“Thank You, Goodnight: The Bon Jovi Story”

bon jovi

When it comes to big-haired ’80s rockers that have stood the test of time, Bon Jovi is one of the biggest. The New Jersey-based band has been cranking out hits and selling millions of albums since the dawn of hair mousse. And it returns to the Upstate, opening its new tour Feb. 8 in Greenville. But it wasn’t long ago that the “Livin’ on a Prayer” singer was worried about his career. He was preparing for a world tour, but his voice wasn’t the same. He couldn’t hit the high notes he needed, and his doctor told him one of his vocal cords was atrophy.

In an attempt to save his career, he had surgery. And it was at that low point that director Gotham Chopra caught up with him for the new four-part docuseries, “Thank You, Goodnight: The Bon Jovi Story.”

This documentary isn’t as juicy as you might think. Anyone expecting a lot of backstabbing will be disappointed. Even major scandals, like the firing of founding bassist Alec John Such in 1994 and drummer Tico Torres’ stint in addiction treatment, are handled with a certain amount of restraint. But perhaps the most interesting moment in the series involves Sambora’s decision to leave the band midway through a world tour in 2013, despite having recorded with them for 30 years.

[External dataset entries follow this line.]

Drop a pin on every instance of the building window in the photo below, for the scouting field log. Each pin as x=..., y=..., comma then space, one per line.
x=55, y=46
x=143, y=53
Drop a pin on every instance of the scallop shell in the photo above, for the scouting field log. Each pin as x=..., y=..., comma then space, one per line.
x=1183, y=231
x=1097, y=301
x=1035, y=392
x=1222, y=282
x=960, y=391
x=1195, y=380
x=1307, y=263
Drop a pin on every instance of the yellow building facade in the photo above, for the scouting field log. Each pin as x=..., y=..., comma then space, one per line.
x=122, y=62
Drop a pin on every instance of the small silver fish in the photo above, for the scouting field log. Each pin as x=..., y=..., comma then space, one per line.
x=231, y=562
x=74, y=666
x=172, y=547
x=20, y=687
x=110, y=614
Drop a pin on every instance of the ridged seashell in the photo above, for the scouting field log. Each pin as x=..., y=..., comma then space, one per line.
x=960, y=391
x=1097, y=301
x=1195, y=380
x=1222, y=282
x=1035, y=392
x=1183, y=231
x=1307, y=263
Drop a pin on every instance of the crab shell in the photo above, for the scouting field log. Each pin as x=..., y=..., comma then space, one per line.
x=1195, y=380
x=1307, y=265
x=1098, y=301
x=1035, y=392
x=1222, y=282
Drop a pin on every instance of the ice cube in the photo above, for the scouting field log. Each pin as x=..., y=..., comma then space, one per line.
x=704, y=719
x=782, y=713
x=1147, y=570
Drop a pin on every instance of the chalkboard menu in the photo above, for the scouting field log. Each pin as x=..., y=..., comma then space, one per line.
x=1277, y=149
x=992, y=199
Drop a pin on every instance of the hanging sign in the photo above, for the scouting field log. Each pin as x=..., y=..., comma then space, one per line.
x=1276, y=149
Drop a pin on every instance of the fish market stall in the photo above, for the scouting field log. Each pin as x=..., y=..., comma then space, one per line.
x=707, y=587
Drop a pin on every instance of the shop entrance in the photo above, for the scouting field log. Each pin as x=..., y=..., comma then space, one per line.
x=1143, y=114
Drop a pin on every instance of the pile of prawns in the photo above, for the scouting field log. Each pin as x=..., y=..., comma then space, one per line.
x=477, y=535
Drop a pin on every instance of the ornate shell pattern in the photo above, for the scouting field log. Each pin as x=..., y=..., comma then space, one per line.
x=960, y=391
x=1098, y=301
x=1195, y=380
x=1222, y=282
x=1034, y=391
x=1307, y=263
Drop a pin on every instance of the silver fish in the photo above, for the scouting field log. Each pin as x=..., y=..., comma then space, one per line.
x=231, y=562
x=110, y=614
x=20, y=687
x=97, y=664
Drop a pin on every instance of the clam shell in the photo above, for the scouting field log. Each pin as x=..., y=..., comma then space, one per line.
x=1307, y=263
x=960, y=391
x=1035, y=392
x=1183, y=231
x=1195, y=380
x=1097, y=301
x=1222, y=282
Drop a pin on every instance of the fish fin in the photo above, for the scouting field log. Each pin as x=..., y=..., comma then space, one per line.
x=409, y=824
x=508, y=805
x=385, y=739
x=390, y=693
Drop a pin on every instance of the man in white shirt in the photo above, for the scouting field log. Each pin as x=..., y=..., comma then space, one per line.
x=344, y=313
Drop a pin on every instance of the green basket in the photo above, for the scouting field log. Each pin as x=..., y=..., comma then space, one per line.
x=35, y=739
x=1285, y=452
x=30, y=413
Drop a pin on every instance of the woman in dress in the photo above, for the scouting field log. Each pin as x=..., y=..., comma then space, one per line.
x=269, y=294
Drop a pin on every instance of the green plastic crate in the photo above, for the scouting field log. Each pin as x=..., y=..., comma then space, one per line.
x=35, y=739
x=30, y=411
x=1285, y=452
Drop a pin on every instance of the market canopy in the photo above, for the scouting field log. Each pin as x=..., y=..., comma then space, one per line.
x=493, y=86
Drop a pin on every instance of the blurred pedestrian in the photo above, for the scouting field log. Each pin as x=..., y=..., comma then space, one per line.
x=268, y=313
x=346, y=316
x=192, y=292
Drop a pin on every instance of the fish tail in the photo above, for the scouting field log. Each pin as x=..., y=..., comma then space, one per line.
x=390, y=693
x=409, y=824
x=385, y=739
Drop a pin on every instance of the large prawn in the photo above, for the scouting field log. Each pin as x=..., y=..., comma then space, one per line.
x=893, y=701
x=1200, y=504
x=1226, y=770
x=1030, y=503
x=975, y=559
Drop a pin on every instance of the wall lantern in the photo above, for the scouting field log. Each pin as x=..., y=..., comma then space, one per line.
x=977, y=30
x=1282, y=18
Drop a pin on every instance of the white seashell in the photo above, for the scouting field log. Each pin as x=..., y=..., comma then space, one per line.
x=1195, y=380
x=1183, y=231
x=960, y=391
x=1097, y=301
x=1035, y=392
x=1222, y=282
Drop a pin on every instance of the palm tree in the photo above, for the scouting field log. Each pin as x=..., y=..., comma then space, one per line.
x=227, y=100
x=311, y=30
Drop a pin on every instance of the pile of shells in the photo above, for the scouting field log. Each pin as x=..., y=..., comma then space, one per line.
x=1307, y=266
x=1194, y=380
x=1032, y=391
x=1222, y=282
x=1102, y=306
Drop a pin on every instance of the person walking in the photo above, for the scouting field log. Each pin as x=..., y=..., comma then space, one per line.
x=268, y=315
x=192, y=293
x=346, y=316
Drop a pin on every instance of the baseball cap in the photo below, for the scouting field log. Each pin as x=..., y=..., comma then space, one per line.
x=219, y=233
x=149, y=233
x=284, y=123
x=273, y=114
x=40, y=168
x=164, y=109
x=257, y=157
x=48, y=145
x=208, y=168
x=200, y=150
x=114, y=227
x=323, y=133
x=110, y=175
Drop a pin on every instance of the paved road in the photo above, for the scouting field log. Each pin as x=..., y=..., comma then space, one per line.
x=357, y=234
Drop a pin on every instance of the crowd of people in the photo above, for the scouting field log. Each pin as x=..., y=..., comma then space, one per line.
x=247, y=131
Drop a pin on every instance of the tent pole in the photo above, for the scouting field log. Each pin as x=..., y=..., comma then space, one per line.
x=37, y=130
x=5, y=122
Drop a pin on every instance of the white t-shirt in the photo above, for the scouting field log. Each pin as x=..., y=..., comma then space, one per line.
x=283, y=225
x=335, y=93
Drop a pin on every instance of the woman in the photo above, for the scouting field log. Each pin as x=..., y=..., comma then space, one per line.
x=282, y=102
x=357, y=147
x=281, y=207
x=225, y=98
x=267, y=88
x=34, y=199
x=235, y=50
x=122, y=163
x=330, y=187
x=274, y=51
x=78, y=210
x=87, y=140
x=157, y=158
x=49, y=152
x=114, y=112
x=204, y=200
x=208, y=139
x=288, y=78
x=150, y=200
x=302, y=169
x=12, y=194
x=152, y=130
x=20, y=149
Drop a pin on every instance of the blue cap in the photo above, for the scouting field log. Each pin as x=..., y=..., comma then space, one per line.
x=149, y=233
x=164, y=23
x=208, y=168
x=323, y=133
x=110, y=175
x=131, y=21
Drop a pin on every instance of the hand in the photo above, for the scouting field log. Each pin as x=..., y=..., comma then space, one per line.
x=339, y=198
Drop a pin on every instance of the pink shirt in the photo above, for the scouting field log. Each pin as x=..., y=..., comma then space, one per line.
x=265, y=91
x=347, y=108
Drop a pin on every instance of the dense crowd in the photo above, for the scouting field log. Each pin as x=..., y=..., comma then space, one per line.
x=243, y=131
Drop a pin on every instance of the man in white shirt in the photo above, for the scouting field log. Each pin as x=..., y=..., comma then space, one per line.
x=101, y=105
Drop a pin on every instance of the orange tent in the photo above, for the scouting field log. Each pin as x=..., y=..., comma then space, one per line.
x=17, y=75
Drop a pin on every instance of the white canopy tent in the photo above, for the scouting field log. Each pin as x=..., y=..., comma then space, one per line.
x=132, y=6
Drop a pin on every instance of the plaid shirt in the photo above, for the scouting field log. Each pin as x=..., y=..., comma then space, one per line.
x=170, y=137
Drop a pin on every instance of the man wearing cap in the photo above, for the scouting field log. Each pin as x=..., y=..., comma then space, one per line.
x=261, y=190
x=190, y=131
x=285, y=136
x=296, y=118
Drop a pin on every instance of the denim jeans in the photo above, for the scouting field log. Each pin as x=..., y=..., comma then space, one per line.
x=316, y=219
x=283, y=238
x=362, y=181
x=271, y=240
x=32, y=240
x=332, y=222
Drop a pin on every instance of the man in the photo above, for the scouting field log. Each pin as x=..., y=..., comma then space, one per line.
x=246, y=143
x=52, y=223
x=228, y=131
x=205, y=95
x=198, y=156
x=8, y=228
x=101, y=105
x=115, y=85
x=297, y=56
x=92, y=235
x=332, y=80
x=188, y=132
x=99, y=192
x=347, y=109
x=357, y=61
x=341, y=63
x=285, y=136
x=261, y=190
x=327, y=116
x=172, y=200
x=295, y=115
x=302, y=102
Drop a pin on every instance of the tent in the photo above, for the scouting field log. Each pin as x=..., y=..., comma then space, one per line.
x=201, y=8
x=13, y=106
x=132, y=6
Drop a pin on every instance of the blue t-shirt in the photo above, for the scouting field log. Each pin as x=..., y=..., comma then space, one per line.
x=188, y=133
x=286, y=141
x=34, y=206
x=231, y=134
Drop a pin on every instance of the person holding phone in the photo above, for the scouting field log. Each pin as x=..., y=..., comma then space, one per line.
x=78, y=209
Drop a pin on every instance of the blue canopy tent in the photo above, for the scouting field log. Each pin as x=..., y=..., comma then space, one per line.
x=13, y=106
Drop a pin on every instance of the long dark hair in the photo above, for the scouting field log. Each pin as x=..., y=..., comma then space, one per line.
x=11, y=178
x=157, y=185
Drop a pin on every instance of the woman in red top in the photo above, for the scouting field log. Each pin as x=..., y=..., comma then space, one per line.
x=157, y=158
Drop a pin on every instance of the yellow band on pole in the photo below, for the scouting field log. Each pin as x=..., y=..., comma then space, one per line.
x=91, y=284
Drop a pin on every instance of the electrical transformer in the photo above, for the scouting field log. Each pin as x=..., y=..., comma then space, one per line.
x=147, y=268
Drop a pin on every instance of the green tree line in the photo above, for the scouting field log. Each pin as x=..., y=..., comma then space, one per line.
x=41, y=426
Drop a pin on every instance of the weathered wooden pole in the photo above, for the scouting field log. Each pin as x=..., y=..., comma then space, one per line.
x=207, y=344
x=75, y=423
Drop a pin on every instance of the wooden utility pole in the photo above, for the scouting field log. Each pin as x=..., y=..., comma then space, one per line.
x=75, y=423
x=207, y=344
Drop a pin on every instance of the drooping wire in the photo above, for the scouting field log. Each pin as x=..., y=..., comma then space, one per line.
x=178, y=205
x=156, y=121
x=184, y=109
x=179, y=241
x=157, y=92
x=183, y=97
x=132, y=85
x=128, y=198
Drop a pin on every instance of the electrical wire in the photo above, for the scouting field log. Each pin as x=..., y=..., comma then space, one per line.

But Bon Jovi hasn’t given up on the music business, and the band recently announced that it would release its 16th album, Forever. And this year, the rock icon was honored at the MusiCares Person of the Year gala and performed for an audience for the first time after his surgery. He also performed at the Grammys in 2024 and will headline a benefit concert for Hurricane Sandy victims next month.

In the docuseries, Bon Jovi talks candidly about his struggles with alcohol and drugs and his marriage to Dorothea McGhee. He also discusses his acting career, with appearances in Moonlight and Valentino, The Leading Man and a few independent films. And he’s clearly a hoarder, as viewers see him going through tapes of demos and lost tracks that are part of his archive.

With a healthy dose of self-deprecation and plenty of jokes about his weight, the series isn’t as bad as it could be. And fans who’ve heard enough of “Livin’ on a Prayer” might find themselves singing along. But only superfans will make it through the entire four-hour runtime. The rest will find it tedious.